I'm reading the "The Hole in our Gospel" by Richard Stearns. Provocative. Stirring. Will force you to rethink your view of the faith. I think it's a must read. Stearns, by the way, is the President of World Vision.
I was challenged by this quote. No one knows who wrote it but I'd be happy to take credit. This is what it says.
"Sometimes I would like to ask God why He allows poverty, suffering and injustice when He could do something about it."
"Well, why don't you ask Him?"
"Because I'm afraid He would ask me the same question."
And if God asked us that question ...what would we answer? Think about that for awhile. What would you answer?
Let's be honest about some things. There's a world of hurt out there. Just a few miles from where I write there are people who don't have very much. They're not lazy, insolent, or incapable. That's the easy stereotype of those who don't have and don't want first hand knowledge of the truth.
Further miles away there are millions and millions and millions of people who live on less than a dollar or two a day, sometimes raising families on that much money. They're not lazy, insolent, or incapable. The stress and strains on their lives are almost beyond our imagination.
The gospel asks us the question 'Who's our neighbor'? The short answer is 'anyone who's in need'? The longer answer lays a whole lot of responsibility at the feet of those of us who by any world standard have so much.

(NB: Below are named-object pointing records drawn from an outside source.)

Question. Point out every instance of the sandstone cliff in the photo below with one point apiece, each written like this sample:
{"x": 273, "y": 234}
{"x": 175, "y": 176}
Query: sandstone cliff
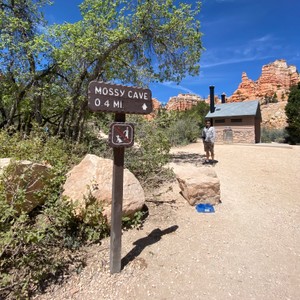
{"x": 275, "y": 81}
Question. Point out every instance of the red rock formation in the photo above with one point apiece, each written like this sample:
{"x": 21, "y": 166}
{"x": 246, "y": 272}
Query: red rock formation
{"x": 156, "y": 106}
{"x": 276, "y": 79}
{"x": 183, "y": 102}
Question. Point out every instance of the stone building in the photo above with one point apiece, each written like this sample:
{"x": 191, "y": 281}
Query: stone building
{"x": 237, "y": 122}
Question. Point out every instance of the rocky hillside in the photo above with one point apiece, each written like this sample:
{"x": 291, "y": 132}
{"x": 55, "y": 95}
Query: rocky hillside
{"x": 275, "y": 81}
{"x": 271, "y": 88}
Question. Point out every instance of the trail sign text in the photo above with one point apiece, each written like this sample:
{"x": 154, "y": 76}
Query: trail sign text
{"x": 120, "y": 99}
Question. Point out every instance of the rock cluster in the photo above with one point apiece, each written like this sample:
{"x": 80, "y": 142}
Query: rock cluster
{"x": 276, "y": 80}
{"x": 197, "y": 184}
{"x": 92, "y": 178}
{"x": 28, "y": 177}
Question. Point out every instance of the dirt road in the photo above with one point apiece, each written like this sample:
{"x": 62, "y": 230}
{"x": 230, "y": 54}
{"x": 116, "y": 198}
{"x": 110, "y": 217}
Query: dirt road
{"x": 248, "y": 249}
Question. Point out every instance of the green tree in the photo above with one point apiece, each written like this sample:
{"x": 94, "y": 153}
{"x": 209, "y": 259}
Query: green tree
{"x": 45, "y": 73}
{"x": 124, "y": 41}
{"x": 23, "y": 51}
{"x": 292, "y": 111}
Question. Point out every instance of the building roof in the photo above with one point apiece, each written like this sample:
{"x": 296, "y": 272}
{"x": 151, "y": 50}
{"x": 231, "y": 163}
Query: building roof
{"x": 234, "y": 109}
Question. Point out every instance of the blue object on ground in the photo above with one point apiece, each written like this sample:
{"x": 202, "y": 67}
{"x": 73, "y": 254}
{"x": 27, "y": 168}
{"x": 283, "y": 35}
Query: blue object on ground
{"x": 206, "y": 208}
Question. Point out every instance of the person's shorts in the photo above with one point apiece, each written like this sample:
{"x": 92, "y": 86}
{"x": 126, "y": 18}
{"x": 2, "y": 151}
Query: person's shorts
{"x": 208, "y": 147}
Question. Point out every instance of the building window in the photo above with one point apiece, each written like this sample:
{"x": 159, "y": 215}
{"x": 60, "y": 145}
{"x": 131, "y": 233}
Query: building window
{"x": 236, "y": 120}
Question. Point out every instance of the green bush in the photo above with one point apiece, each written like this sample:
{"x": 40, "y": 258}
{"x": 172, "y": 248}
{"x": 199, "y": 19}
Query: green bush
{"x": 150, "y": 153}
{"x": 41, "y": 245}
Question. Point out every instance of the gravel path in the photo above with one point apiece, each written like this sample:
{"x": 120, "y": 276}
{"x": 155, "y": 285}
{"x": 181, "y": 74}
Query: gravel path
{"x": 248, "y": 249}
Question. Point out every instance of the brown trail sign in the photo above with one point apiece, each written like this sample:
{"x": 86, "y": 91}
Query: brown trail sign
{"x": 119, "y": 99}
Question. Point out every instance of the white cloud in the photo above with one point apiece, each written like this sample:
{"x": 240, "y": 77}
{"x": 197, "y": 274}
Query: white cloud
{"x": 174, "y": 85}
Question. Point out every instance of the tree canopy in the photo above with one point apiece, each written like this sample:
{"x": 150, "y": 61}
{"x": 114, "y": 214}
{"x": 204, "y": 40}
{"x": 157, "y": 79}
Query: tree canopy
{"x": 45, "y": 70}
{"x": 292, "y": 110}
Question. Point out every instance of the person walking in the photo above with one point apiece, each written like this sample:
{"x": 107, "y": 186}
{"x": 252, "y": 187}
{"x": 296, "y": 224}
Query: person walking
{"x": 208, "y": 137}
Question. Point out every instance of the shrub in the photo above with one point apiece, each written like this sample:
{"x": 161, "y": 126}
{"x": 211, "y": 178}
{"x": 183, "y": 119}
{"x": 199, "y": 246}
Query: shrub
{"x": 40, "y": 246}
{"x": 151, "y": 152}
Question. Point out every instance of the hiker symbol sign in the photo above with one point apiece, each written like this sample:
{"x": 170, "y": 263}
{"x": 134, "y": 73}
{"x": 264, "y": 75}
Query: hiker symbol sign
{"x": 121, "y": 134}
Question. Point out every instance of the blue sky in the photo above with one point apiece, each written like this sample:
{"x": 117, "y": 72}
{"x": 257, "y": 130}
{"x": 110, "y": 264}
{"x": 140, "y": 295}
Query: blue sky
{"x": 238, "y": 35}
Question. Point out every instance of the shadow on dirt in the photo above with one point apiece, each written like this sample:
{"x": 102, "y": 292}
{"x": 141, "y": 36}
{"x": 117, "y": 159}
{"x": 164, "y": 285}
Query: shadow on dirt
{"x": 194, "y": 158}
{"x": 153, "y": 237}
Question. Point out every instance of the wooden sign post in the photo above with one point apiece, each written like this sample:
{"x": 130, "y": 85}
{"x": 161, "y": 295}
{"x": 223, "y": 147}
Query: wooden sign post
{"x": 119, "y": 99}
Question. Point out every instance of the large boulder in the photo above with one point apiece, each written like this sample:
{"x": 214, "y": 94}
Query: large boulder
{"x": 92, "y": 178}
{"x": 197, "y": 184}
{"x": 28, "y": 177}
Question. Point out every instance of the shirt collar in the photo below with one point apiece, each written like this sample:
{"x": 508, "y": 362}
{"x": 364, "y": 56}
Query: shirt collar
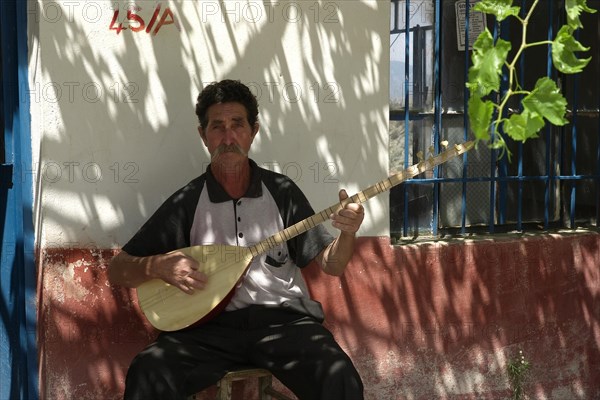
{"x": 217, "y": 194}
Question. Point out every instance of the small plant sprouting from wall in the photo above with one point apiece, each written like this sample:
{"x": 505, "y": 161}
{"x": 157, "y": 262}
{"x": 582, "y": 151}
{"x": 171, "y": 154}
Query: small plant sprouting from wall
{"x": 543, "y": 103}
{"x": 517, "y": 370}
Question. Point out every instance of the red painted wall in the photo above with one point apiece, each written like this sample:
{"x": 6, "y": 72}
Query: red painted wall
{"x": 426, "y": 321}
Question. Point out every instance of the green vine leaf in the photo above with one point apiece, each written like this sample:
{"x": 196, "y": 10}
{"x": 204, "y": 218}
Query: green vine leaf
{"x": 480, "y": 116}
{"x": 546, "y": 100}
{"x": 564, "y": 47}
{"x": 486, "y": 71}
{"x": 574, "y": 9}
{"x": 501, "y": 9}
{"x": 523, "y": 126}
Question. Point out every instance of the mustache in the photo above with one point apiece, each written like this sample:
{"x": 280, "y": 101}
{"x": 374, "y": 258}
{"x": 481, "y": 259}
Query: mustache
{"x": 228, "y": 148}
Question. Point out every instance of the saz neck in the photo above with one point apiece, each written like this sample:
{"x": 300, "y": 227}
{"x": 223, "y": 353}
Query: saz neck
{"x": 360, "y": 197}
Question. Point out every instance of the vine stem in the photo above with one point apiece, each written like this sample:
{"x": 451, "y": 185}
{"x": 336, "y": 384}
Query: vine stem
{"x": 511, "y": 67}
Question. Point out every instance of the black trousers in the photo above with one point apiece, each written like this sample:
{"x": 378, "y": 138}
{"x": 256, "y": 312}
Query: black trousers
{"x": 297, "y": 349}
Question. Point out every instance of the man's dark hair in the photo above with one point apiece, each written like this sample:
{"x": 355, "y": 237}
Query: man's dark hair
{"x": 226, "y": 91}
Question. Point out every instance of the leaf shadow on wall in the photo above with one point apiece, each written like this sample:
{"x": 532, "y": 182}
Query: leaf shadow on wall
{"x": 118, "y": 135}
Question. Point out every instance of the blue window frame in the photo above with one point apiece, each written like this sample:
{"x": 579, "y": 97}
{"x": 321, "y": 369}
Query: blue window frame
{"x": 550, "y": 182}
{"x": 18, "y": 351}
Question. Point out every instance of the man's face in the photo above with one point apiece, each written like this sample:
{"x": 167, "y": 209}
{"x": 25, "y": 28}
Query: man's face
{"x": 228, "y": 135}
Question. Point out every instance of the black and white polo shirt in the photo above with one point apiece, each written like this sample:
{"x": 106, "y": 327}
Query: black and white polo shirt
{"x": 203, "y": 213}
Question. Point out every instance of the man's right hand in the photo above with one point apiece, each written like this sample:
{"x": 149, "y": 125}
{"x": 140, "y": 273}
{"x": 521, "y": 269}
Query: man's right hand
{"x": 174, "y": 268}
{"x": 181, "y": 271}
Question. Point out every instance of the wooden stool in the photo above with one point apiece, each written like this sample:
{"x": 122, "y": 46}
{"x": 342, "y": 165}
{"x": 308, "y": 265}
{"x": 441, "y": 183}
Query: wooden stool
{"x": 265, "y": 381}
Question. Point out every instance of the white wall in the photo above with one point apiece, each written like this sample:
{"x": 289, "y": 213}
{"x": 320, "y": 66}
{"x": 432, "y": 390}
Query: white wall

We have so much money, stuff, access, influence, education and know-how. Having much, requires us to invest much. Are we willing to do so?
It's much more convenient to shake a fist at God and blame Him for all the suffering and hurt in the world. Looking in the mirror and shaking a fist at ourselves ...whew.
I used to give a talk at retreats that ended like this:
"So Jesus, what's your plan for carrying on your work?"
And Jesus took her to a place where she could see all of human history and together they watched the activities of ordinary men and women."
After they watched for awhile, she looked at Him in disbelief. "You mean 'we're your plan'."
And Jesus nodded.
She asked, "And what if you're plan doesn't work?"
Jesus said, "It's got to. It's the only plan I've got."
We don't believe it. Not down where the truth lives. We dig semi-deep into our pocketbooks, allaying as much guilt as we can, investing a little time, a little expertise but the truth is we don't live as if 'we're God's plan'.
What would happen if we lived more fully into the reality of being 'God's plan' for the hurting, the lost, the poor, and the marginalized? What would that do to our giving, the use of our time and our willingness to use what really is incredible influence? Easy. We'd give more, be more generous with our time and we'd be trying harder to bring more people along for what could be a rather incredible ride.
There's a world of hurt out there. A world of need. Who's going to help meet that hurt, meet that need? Count me in. I want to start filling that hole in our gospel. It might fill some holes in my own life.